Aber das ist ok: Gott hat das so entschieden und Jonathan ist gut - genauso wie
er ist!!!“ Tja…die Kinder haben diese Aussage tatsächlich nicht mehr
hinterfragt, sie waren zufrieden. Und ich erleichtert. 8o))
In einem waren sich alle Kinder jedenfalls einig:
ER IST SOOO SÜSS!!! Und sie waren alle neidisch auf die Tochter meiner Freundin
weil sie Jonathan schon des Öfteren gehalten und geknuddelt hatte.
Wie jedes Jahr habe ich eine Laterne gebastelt:
eine Fledermaus war es dieses Mal. Zwar konnte Jonathan nicht wirklich was mit
der Laterne anfangen, er konnte sie auch nur kurz festhalten – dann verließen
ihn die Kräfte…aber er sollte trotzdem diese Tradition miterleben dürfen, wie
jedes andere Kind auch!! Uns ist es extrem wichtig dass wir Jonathan so
„normal“ wie möglich aufwachsen lassen und ihm nicht das Gefühl geben das es
Dinge gibt die er aufgrund seiner „Krankheit“ nicht machen kann.
Jonathans Patenonkel kam mit seiner Tochter bei uns
vorbei und dann sind wir losgegangen zum Martinsumzug. Traditionell gibt es bei
uns einen „echten“ Sankt Martin der auch auf dem Pferd reitet: Jonathan war hin
und weg. Natürlich auch von den vielen Lichtern, dem Gesang….er war total fasziniert
und hat alles um sich herum aus der Bauchtrage heraus aufmerksam betrachtet.

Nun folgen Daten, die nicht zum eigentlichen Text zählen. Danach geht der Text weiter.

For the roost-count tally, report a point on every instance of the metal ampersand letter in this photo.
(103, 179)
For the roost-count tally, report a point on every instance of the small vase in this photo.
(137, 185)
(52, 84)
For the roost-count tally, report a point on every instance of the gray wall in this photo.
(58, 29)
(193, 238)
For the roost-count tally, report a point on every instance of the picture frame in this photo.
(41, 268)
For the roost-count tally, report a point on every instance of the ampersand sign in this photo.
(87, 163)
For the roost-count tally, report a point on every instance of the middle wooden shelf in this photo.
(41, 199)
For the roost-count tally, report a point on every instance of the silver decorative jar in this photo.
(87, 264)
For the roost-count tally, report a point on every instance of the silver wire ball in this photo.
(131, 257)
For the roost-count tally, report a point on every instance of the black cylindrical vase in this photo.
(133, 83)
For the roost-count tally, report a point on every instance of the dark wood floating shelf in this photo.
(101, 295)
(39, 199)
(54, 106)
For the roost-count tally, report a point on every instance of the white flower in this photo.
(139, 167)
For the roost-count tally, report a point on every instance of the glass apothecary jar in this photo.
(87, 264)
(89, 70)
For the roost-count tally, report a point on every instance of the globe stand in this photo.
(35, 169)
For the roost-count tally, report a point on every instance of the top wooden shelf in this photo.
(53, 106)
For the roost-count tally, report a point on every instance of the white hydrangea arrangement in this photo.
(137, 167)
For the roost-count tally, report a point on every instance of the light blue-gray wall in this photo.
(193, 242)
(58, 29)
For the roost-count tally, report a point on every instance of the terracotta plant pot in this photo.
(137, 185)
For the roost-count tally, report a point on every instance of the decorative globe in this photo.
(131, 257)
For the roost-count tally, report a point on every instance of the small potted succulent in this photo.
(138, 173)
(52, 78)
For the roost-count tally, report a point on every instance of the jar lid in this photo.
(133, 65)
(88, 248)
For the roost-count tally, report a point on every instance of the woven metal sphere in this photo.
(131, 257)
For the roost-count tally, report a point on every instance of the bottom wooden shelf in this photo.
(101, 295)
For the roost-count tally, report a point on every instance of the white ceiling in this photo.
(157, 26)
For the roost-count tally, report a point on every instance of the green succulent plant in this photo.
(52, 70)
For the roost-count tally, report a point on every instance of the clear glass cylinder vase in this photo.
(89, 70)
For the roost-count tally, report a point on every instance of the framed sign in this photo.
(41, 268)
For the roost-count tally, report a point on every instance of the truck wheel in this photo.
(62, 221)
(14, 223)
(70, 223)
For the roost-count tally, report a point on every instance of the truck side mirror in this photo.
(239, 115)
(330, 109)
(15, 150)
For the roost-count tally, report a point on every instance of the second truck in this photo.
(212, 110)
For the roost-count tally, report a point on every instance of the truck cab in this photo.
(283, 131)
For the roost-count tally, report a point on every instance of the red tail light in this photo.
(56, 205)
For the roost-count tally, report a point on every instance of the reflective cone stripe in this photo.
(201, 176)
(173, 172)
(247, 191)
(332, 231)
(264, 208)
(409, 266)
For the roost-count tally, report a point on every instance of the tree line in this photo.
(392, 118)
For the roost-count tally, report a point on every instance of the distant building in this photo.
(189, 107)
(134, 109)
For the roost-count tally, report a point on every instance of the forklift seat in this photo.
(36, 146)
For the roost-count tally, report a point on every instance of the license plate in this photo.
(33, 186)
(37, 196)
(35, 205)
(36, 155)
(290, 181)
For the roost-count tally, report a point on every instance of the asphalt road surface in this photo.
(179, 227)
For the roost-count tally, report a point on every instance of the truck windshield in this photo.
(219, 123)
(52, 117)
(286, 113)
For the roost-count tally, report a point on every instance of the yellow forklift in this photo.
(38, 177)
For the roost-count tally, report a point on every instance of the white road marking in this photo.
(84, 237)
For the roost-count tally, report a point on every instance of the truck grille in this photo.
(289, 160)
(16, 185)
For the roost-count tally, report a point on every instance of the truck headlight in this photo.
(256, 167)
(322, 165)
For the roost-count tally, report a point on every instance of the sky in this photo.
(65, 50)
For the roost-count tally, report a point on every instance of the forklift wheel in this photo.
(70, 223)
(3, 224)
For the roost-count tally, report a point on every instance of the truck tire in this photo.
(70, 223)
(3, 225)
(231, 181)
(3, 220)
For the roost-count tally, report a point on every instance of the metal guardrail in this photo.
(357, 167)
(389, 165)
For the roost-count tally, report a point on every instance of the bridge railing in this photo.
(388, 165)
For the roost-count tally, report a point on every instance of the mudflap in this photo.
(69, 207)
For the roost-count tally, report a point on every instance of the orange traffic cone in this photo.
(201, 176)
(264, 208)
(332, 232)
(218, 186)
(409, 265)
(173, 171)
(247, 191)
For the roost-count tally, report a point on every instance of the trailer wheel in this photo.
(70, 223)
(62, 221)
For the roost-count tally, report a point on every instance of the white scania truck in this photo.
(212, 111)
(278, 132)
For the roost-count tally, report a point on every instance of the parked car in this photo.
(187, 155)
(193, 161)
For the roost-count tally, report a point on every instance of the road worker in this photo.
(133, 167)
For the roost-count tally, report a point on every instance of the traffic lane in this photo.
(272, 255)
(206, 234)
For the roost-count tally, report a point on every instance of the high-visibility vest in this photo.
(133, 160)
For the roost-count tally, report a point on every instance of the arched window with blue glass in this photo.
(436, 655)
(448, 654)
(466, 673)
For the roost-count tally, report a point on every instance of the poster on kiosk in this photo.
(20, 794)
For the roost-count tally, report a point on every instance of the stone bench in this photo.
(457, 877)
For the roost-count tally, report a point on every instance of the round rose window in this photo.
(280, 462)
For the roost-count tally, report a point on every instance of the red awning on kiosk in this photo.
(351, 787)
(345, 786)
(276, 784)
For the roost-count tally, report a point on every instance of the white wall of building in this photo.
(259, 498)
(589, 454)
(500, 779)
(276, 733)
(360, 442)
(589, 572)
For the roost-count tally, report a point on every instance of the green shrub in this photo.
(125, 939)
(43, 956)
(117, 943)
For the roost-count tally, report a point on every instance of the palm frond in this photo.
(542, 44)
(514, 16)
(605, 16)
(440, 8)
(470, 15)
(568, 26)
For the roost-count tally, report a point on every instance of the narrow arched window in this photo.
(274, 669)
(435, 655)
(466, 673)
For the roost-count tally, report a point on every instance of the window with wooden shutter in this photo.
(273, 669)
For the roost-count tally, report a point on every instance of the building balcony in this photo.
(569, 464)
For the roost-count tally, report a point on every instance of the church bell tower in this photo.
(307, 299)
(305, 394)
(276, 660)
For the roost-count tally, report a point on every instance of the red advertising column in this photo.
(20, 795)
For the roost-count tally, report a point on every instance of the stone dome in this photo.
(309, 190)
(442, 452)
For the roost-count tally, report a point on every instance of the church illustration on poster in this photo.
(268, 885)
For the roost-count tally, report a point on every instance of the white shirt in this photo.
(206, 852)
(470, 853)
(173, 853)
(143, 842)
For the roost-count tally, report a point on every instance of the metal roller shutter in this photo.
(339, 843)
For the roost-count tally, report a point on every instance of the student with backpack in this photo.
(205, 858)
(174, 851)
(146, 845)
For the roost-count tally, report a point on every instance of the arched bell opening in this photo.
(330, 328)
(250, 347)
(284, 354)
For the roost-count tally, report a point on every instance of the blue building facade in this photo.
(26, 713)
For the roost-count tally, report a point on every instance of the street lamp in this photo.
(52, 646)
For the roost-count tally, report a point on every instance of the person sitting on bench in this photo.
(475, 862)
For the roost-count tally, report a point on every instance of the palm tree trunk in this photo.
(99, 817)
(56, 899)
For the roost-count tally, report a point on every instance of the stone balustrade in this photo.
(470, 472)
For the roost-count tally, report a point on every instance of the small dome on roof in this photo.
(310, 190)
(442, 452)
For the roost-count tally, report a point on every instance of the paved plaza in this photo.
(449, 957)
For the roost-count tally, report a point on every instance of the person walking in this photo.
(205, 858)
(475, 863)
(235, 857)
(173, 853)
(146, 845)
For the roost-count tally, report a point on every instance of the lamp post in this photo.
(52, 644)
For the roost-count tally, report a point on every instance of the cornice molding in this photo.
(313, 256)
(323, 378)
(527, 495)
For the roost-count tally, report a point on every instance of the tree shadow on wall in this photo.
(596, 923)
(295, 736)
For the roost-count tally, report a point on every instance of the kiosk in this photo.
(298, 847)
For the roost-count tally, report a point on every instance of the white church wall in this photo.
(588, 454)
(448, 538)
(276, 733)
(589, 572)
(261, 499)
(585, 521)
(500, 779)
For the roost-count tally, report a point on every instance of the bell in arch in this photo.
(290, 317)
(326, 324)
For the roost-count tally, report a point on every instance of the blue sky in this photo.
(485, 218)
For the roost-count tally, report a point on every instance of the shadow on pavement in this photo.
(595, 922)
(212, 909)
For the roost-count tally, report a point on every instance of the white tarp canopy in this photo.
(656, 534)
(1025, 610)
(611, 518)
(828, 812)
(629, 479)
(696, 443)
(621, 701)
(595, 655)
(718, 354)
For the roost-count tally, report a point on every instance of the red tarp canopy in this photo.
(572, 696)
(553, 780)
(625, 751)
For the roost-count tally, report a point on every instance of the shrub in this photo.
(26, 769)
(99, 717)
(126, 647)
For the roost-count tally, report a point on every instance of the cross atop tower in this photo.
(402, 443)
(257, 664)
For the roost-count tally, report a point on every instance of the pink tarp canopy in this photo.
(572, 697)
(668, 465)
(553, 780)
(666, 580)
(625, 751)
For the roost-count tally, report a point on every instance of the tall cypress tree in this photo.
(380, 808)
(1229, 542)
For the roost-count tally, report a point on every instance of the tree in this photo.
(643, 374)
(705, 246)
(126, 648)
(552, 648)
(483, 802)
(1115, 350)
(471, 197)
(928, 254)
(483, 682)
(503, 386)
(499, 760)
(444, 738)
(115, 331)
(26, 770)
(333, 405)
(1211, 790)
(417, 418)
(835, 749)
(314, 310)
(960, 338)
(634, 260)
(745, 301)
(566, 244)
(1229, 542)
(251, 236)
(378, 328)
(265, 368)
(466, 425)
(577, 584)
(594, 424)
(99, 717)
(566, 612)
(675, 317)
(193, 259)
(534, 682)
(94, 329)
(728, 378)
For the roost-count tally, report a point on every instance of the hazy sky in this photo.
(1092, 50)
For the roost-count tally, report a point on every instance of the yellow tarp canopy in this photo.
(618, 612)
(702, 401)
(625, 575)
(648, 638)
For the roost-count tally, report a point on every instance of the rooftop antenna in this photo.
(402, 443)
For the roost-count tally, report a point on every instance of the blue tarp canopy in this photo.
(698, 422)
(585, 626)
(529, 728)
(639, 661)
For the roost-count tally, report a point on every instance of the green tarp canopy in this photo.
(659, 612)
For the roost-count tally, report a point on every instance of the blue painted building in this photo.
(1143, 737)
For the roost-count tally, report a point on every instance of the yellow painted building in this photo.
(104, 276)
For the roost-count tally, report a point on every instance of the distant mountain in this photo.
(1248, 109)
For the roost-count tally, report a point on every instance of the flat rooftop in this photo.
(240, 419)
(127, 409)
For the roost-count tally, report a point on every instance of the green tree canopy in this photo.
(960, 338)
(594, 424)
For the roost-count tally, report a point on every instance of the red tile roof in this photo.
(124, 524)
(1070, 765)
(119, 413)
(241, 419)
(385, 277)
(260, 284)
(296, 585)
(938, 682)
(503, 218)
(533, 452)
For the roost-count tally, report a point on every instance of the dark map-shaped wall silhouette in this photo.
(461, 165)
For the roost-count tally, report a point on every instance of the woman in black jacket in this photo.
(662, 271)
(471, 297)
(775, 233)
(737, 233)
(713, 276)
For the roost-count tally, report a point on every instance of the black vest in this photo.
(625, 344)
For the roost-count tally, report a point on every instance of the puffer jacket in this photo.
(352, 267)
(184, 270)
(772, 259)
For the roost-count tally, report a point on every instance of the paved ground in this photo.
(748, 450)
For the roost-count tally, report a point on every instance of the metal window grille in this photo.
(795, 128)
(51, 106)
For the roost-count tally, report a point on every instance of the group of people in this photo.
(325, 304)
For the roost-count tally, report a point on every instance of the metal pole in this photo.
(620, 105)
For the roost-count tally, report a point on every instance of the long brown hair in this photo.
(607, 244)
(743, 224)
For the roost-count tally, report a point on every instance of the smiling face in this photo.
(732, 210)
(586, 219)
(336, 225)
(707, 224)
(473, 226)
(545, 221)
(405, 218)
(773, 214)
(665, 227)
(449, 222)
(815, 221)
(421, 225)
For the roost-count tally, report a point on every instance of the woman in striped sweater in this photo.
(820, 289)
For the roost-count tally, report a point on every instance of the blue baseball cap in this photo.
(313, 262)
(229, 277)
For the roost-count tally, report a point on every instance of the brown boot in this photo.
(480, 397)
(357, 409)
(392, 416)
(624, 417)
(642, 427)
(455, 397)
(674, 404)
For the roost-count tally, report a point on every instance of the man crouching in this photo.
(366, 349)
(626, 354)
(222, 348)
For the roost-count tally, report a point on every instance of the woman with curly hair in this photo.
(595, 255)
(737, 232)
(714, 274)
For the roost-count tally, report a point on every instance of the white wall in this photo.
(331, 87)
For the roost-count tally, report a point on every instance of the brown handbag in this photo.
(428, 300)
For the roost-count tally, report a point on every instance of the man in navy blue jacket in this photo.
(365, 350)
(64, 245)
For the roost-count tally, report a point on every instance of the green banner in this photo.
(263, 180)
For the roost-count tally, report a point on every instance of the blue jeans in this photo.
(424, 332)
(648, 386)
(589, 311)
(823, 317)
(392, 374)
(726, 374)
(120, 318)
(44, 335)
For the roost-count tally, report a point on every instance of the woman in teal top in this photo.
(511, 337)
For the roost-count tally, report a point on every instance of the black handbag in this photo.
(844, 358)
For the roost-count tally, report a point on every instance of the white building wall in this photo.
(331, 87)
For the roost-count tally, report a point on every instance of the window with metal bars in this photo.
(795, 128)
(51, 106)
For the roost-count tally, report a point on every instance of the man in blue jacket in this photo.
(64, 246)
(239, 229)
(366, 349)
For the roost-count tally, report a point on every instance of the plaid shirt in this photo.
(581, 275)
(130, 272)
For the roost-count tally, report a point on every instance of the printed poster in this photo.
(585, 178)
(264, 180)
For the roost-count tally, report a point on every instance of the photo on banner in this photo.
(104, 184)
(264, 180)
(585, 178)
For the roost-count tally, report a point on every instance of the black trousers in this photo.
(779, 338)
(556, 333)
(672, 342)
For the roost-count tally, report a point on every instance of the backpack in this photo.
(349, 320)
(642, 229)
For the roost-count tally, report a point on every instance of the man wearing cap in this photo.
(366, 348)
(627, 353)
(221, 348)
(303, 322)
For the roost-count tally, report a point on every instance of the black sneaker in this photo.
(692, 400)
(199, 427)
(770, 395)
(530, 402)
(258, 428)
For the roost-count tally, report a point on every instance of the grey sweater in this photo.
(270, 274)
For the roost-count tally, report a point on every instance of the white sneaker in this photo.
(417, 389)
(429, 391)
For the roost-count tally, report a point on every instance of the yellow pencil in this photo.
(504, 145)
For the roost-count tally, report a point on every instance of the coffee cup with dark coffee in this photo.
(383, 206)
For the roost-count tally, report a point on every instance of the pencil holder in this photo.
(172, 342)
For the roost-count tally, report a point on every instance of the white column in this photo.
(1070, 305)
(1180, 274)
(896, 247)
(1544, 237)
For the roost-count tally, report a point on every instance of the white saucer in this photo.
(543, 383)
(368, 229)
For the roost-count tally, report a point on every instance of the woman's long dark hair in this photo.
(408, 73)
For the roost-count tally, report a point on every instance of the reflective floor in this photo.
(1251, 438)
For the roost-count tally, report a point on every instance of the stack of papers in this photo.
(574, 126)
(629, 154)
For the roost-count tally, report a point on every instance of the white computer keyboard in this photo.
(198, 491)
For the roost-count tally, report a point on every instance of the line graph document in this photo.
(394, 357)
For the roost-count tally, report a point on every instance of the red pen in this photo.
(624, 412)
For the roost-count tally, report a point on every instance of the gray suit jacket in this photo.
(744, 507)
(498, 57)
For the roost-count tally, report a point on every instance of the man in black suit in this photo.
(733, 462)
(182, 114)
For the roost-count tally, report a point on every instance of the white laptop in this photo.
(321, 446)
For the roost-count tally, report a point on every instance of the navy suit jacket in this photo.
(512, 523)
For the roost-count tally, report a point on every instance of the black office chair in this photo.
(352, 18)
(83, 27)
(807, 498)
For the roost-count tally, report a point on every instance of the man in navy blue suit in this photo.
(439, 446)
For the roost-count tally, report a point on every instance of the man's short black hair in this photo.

Einige Kinder aus dem Kindergarten haben uns
gesehen und angesprochen: haben Jonathan begrüßt und sich gefreut ihn „in live“
zu sehen. Sie waren alle so begeistert von ihm und so liebevoll zu ihm….das war
echt rührend!
Am Sportplatz und beim Martinsfeuer angekommen gab
es einen Getränke- und Weckmann-Verkauf. Ein selbstgebasteltes Plakat war
aufgehängt worden: es erzählte unsere Geschichte und bat alle Besucher etwas
für uns zu spenden.
Seit ich 4 Jahre alt bin lebe ich in diesem Ort und
ich kenne eigentlich jeden hier – und jeder kennt mich, seit ich ganz klein
bin. Ich fühle mich hier im Ort wohl, es ist mein Zuhause. Diese Aktion hat
mich so sehr gerührt…..ich bin mit Jonathan DANKE sagen gegangen und konnte
nicht lange dort bleiben weil ich gemerkt habe das mir die Tränen kamen vor
Rührung. So oft habe ich an diesem Abend den Satz gehört: „Ich spende gerne,
und wenn es einer aus unseren eigenen Reihen ist der Hilfe braucht – dann umso
mehr!“….dieser Zusammenhalt…das ist schon ein ganz großartiges Gefühl! Ich
glaube…so etwas ist „bei uns auf dem Land“ eher die Regel als in der Stadt. Und
ich bin dankbar dafür diese Unterstützung zu haben.